Visitors come to Los Cabos in part for the beautiful natural scenery and the multitude of animals and sea creatures to see in their natural environment.
About two hours from Los Cabos is one of the most amazing locations to enjoy eco-tourism. Known as the “aquarium of the world”, it boasts one of the best places to take in the ocean environment anywhere in the entire region.
It also boasts a new more aggressive predator that tourists need to be aware of before visiting the area.
Cabo Pulmo National Park
Cabo Pulmo National Park is a tourism hotspot east of Los Cabos on the Sea of Cortez.
Cabo Pulmo is estimated to be about 20,000 years old and has been recognized as a UNESCO World Heritage Site. It also is a Mexican National Marine Park.
Each day, visitors from all around the world venture out to Cabo Pulmo to explore and enjoy a real-life aquarium. Filled with approximately 800 different types of ocean creatures, it’s the place tourists go to be one with the ocean.
It is here that tourists can connect with a wide variety of fascinating sea creatures. Everything from friendly white-tip reef sharks and sea turtles to the more exotic hammerhead sharks call this unique hard coral reef in the Gulf of California home.

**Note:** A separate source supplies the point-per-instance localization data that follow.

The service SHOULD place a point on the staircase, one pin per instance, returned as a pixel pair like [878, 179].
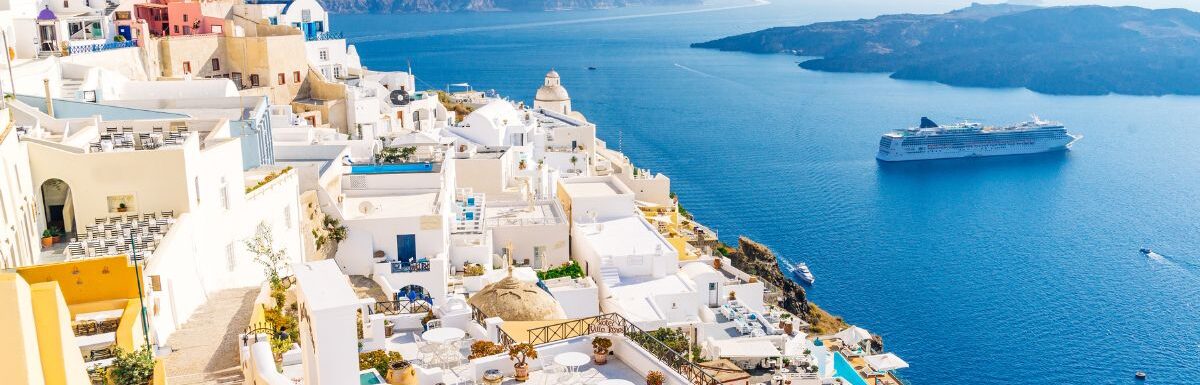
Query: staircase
[609, 272]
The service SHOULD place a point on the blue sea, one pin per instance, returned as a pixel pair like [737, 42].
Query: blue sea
[1009, 270]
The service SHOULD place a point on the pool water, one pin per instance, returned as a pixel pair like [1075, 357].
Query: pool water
[391, 168]
[370, 378]
[843, 368]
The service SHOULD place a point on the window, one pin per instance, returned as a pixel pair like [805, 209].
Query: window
[231, 257]
[225, 193]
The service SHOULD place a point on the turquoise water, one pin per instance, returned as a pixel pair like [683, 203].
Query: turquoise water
[370, 378]
[1014, 270]
[391, 168]
[843, 368]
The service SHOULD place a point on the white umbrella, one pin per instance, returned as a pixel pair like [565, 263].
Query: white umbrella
[886, 362]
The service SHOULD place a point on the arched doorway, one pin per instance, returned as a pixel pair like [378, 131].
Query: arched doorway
[58, 205]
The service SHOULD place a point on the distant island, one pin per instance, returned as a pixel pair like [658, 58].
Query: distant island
[417, 6]
[1061, 50]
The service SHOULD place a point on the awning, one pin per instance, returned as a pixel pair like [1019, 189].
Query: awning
[853, 335]
[886, 362]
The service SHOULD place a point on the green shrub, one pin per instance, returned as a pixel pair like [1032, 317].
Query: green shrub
[132, 367]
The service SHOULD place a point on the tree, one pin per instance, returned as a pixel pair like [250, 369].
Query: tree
[262, 245]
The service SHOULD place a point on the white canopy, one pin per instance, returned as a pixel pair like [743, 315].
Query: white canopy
[886, 362]
[853, 335]
[745, 348]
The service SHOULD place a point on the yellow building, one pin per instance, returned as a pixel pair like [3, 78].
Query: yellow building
[43, 307]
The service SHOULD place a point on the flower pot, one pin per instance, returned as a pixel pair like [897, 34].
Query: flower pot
[401, 373]
[522, 372]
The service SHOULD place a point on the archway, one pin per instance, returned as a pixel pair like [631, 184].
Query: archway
[58, 205]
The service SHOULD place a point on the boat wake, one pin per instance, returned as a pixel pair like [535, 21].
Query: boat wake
[535, 24]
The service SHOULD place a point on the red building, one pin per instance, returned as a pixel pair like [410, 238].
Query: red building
[177, 18]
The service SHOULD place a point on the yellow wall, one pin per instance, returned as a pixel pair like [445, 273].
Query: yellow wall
[61, 360]
[87, 281]
[19, 359]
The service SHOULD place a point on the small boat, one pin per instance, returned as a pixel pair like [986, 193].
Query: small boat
[803, 272]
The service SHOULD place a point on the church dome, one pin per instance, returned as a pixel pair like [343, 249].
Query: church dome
[552, 90]
[515, 300]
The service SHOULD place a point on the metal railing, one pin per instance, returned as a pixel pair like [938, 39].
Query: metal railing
[417, 266]
[613, 323]
[401, 307]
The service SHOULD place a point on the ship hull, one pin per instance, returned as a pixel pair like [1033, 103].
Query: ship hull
[903, 154]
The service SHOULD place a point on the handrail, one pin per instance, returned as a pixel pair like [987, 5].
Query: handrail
[613, 323]
[401, 307]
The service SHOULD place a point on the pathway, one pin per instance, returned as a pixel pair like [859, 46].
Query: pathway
[204, 350]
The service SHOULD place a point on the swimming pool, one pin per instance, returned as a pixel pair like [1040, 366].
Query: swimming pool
[391, 168]
[843, 368]
[370, 377]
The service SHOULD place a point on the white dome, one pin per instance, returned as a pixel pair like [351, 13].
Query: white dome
[552, 90]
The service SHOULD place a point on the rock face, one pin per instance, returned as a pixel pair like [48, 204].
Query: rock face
[1067, 50]
[756, 259]
[413, 6]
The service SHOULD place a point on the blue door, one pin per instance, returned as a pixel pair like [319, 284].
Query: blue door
[124, 30]
[406, 248]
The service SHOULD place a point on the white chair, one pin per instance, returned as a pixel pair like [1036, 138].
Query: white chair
[551, 371]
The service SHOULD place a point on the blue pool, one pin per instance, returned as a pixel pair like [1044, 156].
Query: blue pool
[843, 368]
[391, 168]
[370, 377]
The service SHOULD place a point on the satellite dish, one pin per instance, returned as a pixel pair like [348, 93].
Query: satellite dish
[399, 97]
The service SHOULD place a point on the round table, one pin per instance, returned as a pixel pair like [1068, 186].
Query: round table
[443, 335]
[571, 360]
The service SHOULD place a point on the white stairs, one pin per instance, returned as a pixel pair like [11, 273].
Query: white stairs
[609, 272]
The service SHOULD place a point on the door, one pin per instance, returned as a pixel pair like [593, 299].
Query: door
[124, 30]
[406, 248]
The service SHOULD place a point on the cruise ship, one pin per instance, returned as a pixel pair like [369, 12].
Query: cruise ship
[931, 140]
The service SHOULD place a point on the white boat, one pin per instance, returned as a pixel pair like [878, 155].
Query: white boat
[803, 272]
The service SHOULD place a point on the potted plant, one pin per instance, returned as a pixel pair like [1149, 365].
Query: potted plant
[600, 347]
[429, 317]
[519, 354]
[785, 323]
[132, 367]
[401, 372]
[655, 378]
[484, 348]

It’s a popular destination with divers and snorkelers. However, they now need to be careful as a new type of sea predator is also calling the Cabo Pulmo area home.
Beware of Predator Sharks
Cabo Pulmo is known for its large shark habitat enjoyed by underwater viewers. Traditionally, the sharks calling the reef area home have been the passive type that tend to ignore visiting divers and snorkelers. However, that has all recently changed.
Recently more aggressive and dangerous sharks have been sighted in the waters of Los Arbolitos beach at Cabo Pulmo, causing divers and snorkelers to exit the waters for their safety.
Unfortunately, the sighting of more aggressive sharks has ruined the planned outings of tourists, and several claim they should have been better advised and prepared for the possibility of dangerous predators in the water.
Shark Conservation Program
Because of the past history of hunting sharks, their numbers around Baja California Sur have dwindled to the point where tourism and wildlife officials from the area have put programs in place to not only protect their habitat, but also the animals themselves.
That’s why little can actually be done to relocate the animals to a different location away from tourists.
Sharks in their natural environment play an important role in ecosystems and the balance of reef communities.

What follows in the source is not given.